# Initial Network File

In [None]:
import numpy as np
import sys
import random as rd
np.set_printoptions(threshold=sys.maxsize)

import torch
import torch.nn as nn 
import torch.nn.functional as F
from torch.utils.data import Dataset, DataLoader
from torch import nn, optim

from sklearn.model_selection import train_test_split

## Initial Data Load+Visualise

Data is stored in the same directory as this .ipynb file and loaded into the notebook below. A loop is run over each energy interval and a variable is allocated, using the `globals()` function, to the data from each file.

In [None]:
for i in np.arange(50,201,5):
    globals()['C_'+str(i)+'keV']=np.load('C_'+str(i)+'keV.npy') #

The shape of each loaded data file is output below - an array containing $5000$ $97\times97$ matrices.

In [None]:
np.shape(C_200keV)

Each matrix can be selected using its index.

In [None]:
np.shape(C_100keV[0])

We can print out one of the matrices for the `C_85keV` energy to visualise how the data is distributed.

In [None]:
# C_85keV[500]

The vast majority of pixels have entries of 0. Different energies and indices show a similar distribution. This means the recoil track is small relative to the image size.

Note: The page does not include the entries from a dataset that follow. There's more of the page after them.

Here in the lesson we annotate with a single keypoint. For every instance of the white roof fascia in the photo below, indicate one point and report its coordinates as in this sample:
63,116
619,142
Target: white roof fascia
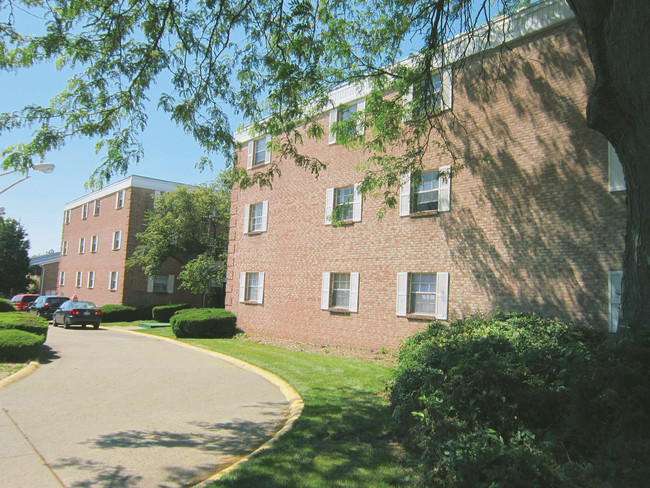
129,182
531,19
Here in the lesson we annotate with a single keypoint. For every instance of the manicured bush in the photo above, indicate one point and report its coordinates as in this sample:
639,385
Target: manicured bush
204,323
162,313
25,322
118,313
6,306
519,400
17,346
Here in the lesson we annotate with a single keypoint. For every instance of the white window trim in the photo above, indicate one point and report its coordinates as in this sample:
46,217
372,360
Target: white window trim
444,192
247,217
260,287
357,204
442,295
326,292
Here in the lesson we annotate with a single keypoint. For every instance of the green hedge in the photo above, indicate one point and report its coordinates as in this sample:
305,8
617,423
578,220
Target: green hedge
519,400
18,346
204,323
162,313
6,306
25,322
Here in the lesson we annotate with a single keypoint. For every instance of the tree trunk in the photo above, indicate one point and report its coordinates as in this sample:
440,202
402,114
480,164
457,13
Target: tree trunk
618,39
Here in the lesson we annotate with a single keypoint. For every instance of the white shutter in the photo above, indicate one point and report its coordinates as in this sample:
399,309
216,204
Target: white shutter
615,287
616,176
329,205
405,195
260,288
402,284
333,118
170,283
444,188
447,89
247,216
251,154
354,292
325,292
265,214
442,292
242,286
358,202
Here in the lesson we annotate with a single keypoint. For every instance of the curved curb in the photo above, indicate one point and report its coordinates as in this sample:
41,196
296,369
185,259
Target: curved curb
293,397
30,368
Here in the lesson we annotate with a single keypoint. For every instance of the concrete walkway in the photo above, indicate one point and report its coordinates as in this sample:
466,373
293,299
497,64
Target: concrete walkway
113,409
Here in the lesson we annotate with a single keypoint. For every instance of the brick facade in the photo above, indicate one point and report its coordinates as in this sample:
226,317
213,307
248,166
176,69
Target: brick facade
532,225
122,208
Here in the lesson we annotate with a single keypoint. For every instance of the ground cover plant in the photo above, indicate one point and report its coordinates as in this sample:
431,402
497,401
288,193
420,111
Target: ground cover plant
517,400
343,437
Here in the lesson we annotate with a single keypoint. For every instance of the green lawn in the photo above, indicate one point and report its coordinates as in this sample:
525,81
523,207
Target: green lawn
343,437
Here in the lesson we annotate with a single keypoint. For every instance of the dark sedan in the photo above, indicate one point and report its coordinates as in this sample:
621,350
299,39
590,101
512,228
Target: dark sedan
75,312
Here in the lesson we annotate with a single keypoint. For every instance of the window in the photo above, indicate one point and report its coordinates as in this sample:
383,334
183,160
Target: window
112,281
422,294
343,204
160,284
258,153
430,192
340,291
616,176
117,240
432,95
251,287
343,113
255,217
119,199
615,287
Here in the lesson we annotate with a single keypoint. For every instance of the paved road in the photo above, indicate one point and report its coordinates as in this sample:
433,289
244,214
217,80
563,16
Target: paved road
113,409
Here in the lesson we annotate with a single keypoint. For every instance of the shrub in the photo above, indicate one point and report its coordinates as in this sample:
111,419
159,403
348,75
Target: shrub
204,323
118,313
162,313
25,322
18,346
519,400
6,306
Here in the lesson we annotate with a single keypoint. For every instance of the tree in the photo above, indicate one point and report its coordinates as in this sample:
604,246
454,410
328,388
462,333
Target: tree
276,64
189,225
14,258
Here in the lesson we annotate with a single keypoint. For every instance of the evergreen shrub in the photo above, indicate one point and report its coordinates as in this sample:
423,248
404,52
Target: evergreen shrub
162,313
519,400
18,346
204,323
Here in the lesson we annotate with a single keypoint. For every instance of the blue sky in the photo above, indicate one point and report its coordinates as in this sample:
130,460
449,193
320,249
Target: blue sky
38,202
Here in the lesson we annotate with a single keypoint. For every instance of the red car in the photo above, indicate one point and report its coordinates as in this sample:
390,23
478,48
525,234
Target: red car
22,301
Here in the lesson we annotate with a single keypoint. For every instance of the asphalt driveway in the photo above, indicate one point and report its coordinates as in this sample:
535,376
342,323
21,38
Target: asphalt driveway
113,409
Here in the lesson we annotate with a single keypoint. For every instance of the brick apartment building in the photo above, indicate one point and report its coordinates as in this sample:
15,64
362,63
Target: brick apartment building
537,227
98,237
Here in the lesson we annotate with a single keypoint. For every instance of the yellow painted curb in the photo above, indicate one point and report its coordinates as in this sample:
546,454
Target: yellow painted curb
30,368
293,397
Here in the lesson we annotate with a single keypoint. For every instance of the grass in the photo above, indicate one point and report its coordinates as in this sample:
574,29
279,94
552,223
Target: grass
343,437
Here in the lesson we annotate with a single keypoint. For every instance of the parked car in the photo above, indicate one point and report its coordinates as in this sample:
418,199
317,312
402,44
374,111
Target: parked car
22,301
44,306
75,312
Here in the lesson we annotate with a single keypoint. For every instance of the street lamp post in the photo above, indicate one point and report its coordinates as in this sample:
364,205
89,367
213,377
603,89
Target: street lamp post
42,167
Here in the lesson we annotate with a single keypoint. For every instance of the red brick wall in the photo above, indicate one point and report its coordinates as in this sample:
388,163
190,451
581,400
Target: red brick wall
532,225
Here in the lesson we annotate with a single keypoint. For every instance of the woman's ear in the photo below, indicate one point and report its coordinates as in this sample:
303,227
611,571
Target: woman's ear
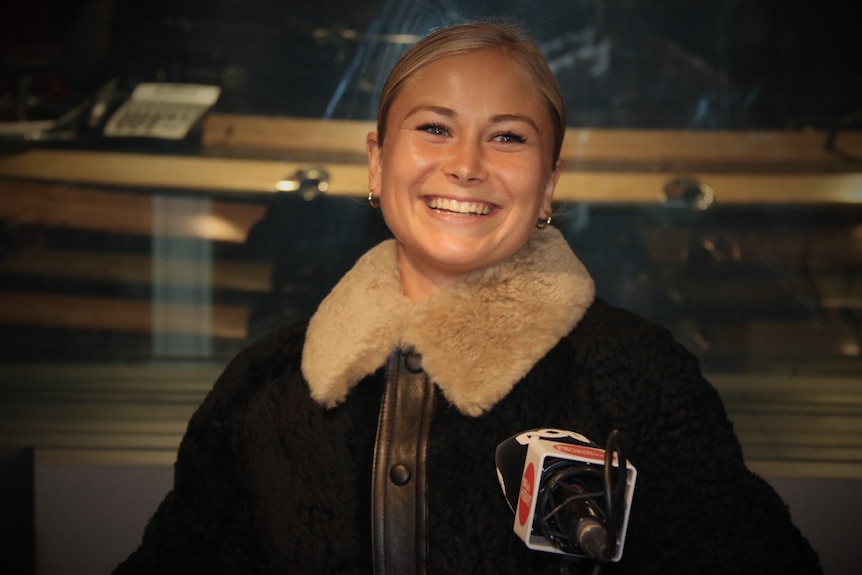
551,185
372,147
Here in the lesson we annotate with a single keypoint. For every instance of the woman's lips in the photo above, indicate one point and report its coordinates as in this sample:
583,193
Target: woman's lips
458,207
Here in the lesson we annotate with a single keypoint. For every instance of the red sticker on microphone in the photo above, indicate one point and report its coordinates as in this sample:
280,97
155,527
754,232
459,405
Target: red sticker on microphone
581,451
525,496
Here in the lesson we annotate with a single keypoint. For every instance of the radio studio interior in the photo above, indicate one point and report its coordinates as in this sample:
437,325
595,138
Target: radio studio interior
179,178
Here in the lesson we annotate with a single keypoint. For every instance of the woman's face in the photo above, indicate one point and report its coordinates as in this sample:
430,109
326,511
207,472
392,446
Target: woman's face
465,169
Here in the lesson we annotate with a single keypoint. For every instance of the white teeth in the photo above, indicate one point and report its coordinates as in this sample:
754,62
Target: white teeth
456,207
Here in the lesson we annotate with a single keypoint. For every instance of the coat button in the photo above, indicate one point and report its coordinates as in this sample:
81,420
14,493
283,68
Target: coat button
399,474
413,362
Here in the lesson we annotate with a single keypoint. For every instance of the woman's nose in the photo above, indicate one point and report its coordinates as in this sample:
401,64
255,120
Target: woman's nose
466,162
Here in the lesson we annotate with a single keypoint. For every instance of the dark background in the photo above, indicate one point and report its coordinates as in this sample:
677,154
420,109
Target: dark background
680,64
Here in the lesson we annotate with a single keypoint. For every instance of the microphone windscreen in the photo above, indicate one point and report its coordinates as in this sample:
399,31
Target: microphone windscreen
510,457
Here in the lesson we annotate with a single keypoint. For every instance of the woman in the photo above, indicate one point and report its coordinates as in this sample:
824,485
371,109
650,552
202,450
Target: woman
364,441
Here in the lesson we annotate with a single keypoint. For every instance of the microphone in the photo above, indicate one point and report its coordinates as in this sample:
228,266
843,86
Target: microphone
569,495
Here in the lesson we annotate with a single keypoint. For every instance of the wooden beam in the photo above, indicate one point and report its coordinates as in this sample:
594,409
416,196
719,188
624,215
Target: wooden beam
119,315
746,149
130,269
55,205
209,176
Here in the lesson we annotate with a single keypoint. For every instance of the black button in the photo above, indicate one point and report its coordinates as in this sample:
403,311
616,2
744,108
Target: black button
413,362
399,474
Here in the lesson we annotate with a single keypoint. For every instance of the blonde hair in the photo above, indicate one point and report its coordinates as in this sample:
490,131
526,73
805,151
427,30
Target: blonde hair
473,37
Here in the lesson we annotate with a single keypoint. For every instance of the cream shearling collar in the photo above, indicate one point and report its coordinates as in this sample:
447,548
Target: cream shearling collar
477,338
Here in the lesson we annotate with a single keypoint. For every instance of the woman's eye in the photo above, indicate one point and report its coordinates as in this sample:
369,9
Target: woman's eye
434,129
510,138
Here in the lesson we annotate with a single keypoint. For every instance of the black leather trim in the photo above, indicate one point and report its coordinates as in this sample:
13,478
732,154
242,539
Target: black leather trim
398,480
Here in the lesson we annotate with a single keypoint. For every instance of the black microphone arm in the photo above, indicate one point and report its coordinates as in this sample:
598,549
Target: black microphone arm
569,495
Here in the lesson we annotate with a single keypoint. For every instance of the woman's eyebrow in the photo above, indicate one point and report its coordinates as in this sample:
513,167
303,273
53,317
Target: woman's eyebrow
442,110
516,118
449,112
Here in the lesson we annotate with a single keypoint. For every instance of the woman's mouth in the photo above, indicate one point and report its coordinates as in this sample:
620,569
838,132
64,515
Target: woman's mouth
456,207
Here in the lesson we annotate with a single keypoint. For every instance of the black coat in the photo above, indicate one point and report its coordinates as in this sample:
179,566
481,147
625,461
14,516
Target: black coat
269,481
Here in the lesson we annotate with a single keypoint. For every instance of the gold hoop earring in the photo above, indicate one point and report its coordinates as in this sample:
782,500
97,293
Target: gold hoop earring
373,200
542,224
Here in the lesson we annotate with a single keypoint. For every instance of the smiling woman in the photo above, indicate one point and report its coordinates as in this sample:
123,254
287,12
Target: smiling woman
474,324
465,172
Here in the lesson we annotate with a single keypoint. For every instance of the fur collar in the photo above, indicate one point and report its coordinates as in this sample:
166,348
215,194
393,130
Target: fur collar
477,338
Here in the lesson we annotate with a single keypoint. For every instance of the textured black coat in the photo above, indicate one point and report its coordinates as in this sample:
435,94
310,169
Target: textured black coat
268,481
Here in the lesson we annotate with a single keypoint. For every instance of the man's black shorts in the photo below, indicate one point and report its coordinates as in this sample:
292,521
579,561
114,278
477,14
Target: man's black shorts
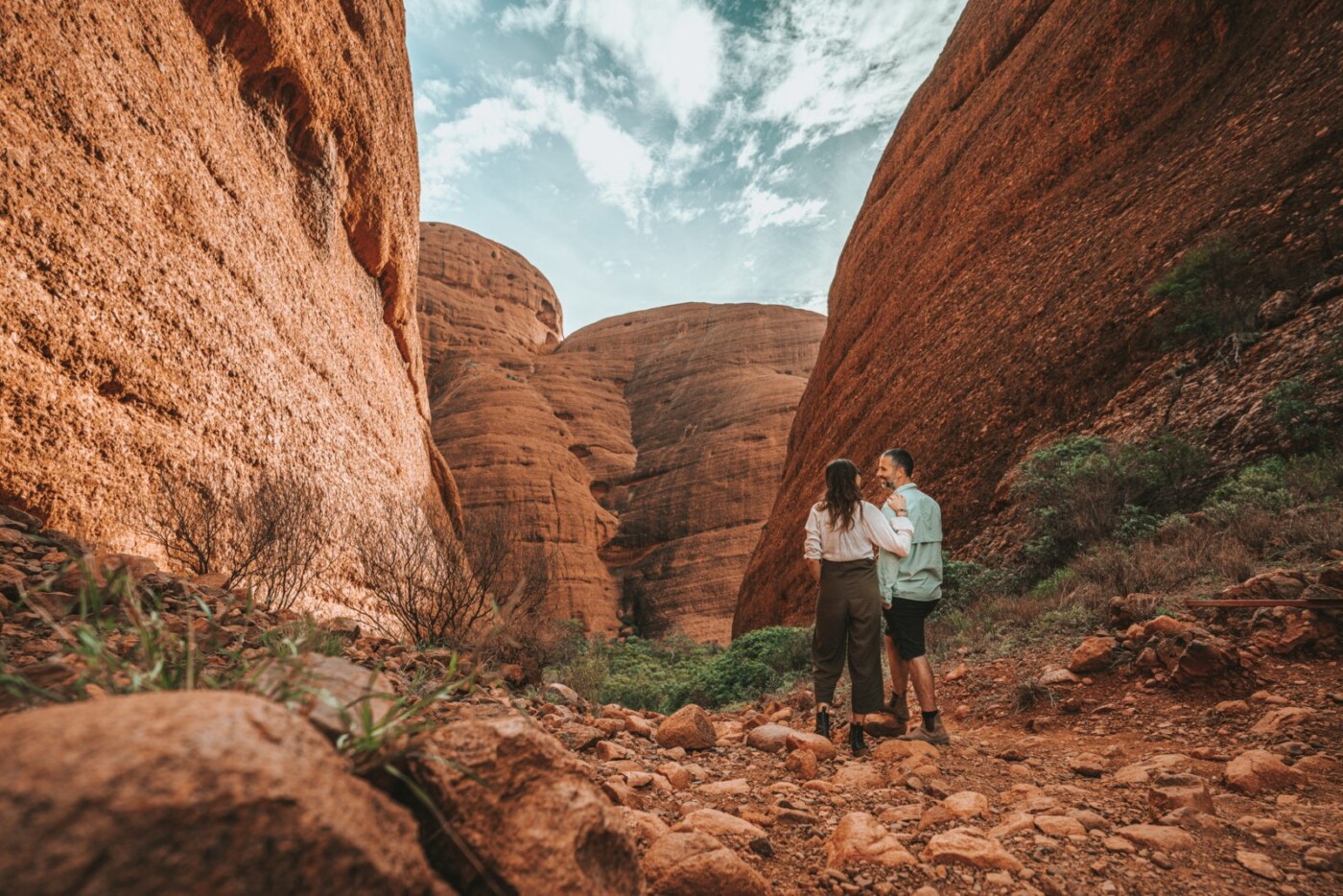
906,625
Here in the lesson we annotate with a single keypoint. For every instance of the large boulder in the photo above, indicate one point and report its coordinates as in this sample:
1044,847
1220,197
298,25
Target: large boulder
689,728
859,837
1092,654
1259,770
194,791
520,811
695,864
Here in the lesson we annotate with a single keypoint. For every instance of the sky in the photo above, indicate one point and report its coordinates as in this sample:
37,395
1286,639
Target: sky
648,152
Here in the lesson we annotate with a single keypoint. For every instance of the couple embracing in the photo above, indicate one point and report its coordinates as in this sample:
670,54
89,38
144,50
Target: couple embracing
902,584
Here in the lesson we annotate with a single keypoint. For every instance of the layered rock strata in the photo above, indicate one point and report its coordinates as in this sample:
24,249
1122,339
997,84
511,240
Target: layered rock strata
640,453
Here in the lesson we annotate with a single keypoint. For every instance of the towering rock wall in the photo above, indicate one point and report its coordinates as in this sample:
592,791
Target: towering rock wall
641,452
994,285
208,238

Difficulty is encountered loading the data for Flourine. A loop is run below to identify at which energy this error occurs.

In [None]:
for i in np.arange(50,201,5):
    try:
        np.load('F_'+str(i)+'keV.npy')
    except:
        print('There is a problem with F_'+str(i)+'keV.npy')

In [None]:
# np.load('F_200keV.npy')

There is an error with the `200keV` file for Flourine. I also noticed that all the other files are `376.4MB` but `F_200keV.npy` is `146.4MB`. This is due to a problem with the initial file (according to Tim). I will only use up to `195keV` for both Carbon and Flourine. I wouldn't want to train a model on `200keV` for one element but not the other (it could just assume that an energy of `200keV` makes something Carbon rather than finding the more complex features).

I plot out a random matrix from one of the energies to visualise it.

In [None]:
import matplotlib.pyplot as plt
plt.figure(figsize=(15,10))
plt.matshow(C_150keV[10],fignum=1)

## Preparing Data for Pytorch and CNN

For a learning algorithm, it will be necesarry to have an input (X data) containing a number of $97\times97$ matrices for each energy. The output will be a label, either Carbon or Flourine. The model will compare its output with the actual labels and adjust accordingly to minimise loss. 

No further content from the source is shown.